The expression shown in the image is:

$(1 - \frac{1}{2^2})(1 - \frac{1}{3^2})(1 - \frac{1}{4^2}) \cdots (1 - \frac{1}{100^2})$

This is a product of terms of the form $(1 - \frac{1}{n^2})$ for $n = 2, 3, \dots, 100$.

Each term can be simplified as:

$1 - \frac{1}{n^2} = \frac{(n^2 - 1)}{n^2} = \frac{(n-1)(n+1)}{n^2}$

So the full product becomes:

$\prod_{n=2}^{100} \frac{(n-1)(n+1)}{n^2}$

This expression simplifies through cancellation. Many terms cancel out, leaving:

$\frac{1 \cdot 101}{2 \cdot 100} = \frac{101}{200}$

Thus, the correct answer is:

$\boxed{\frac{101}{200}}$

Would you like further details or have any questions?
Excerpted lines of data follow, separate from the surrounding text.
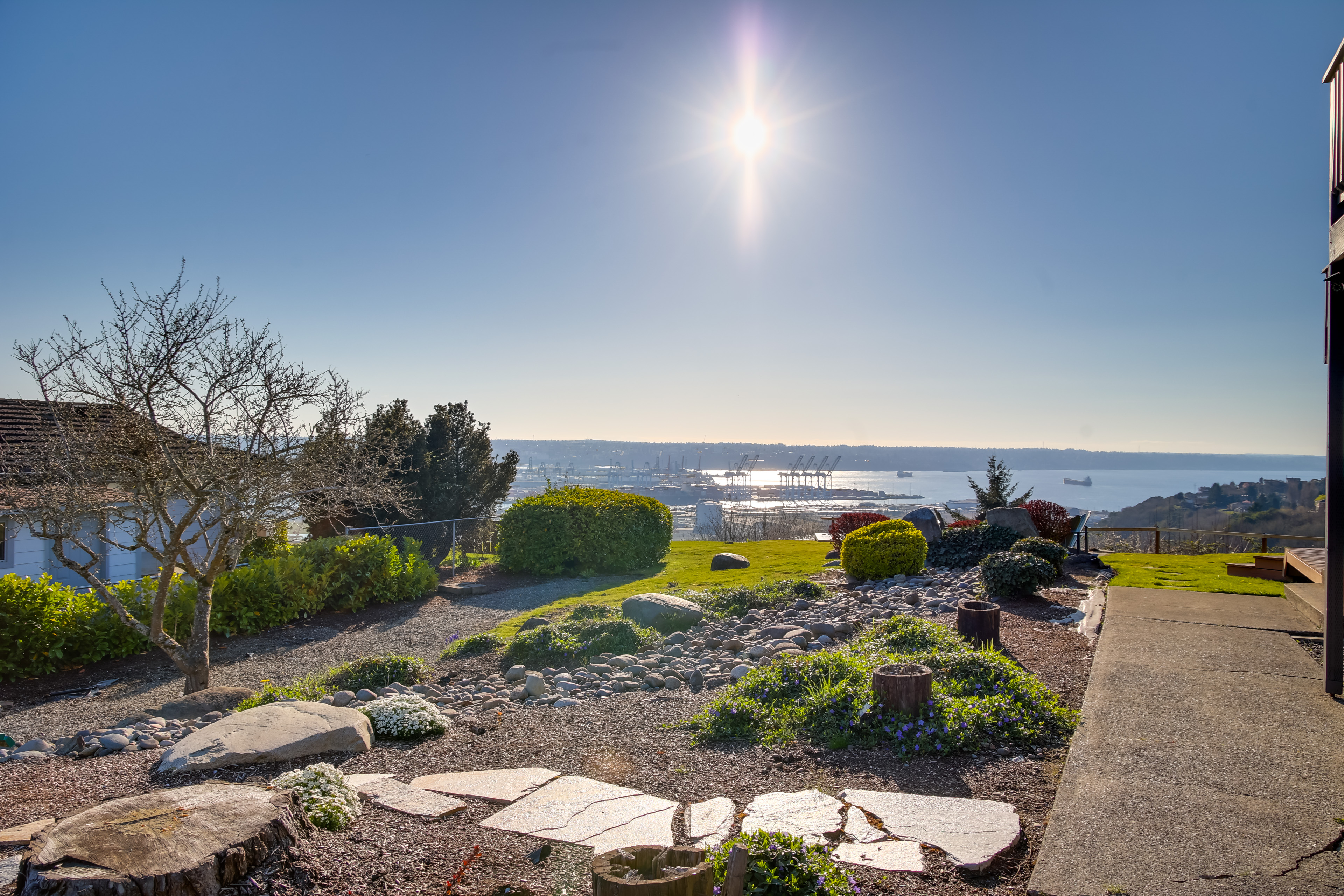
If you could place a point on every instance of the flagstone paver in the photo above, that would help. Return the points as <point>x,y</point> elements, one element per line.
<point>589,813</point>
<point>893,855</point>
<point>808,813</point>
<point>494,785</point>
<point>972,832</point>
<point>709,824</point>
<point>413,801</point>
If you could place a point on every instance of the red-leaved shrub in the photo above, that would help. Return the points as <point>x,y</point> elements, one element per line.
<point>1050,520</point>
<point>847,523</point>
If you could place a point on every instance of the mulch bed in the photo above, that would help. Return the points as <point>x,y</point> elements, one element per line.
<point>625,742</point>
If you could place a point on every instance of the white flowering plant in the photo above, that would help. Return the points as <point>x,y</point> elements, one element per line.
<point>406,715</point>
<point>323,793</point>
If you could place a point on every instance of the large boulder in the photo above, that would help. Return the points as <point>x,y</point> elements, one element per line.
<point>1015,519</point>
<point>269,734</point>
<point>928,523</point>
<point>194,706</point>
<point>663,612</point>
<point>729,562</point>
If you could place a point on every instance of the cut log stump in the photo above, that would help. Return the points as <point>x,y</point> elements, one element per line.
<point>652,871</point>
<point>978,622</point>
<point>182,841</point>
<point>905,687</point>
Here are 5 related questions for deeper understanding:

1. How does partial fraction decomposition apply to products like this?
2. Can this type of product be generalized for larger values of $n$?
3. What other sequences or products exhibit similar cancellation patterns?
4. How does the simplification process change if different powers are used in the denominator?
5. What other types of problems can be solved using telescoping products?

Tip: When simplifying products involving fractions, look for patterns of cancellation to reduce the complexity of the expression.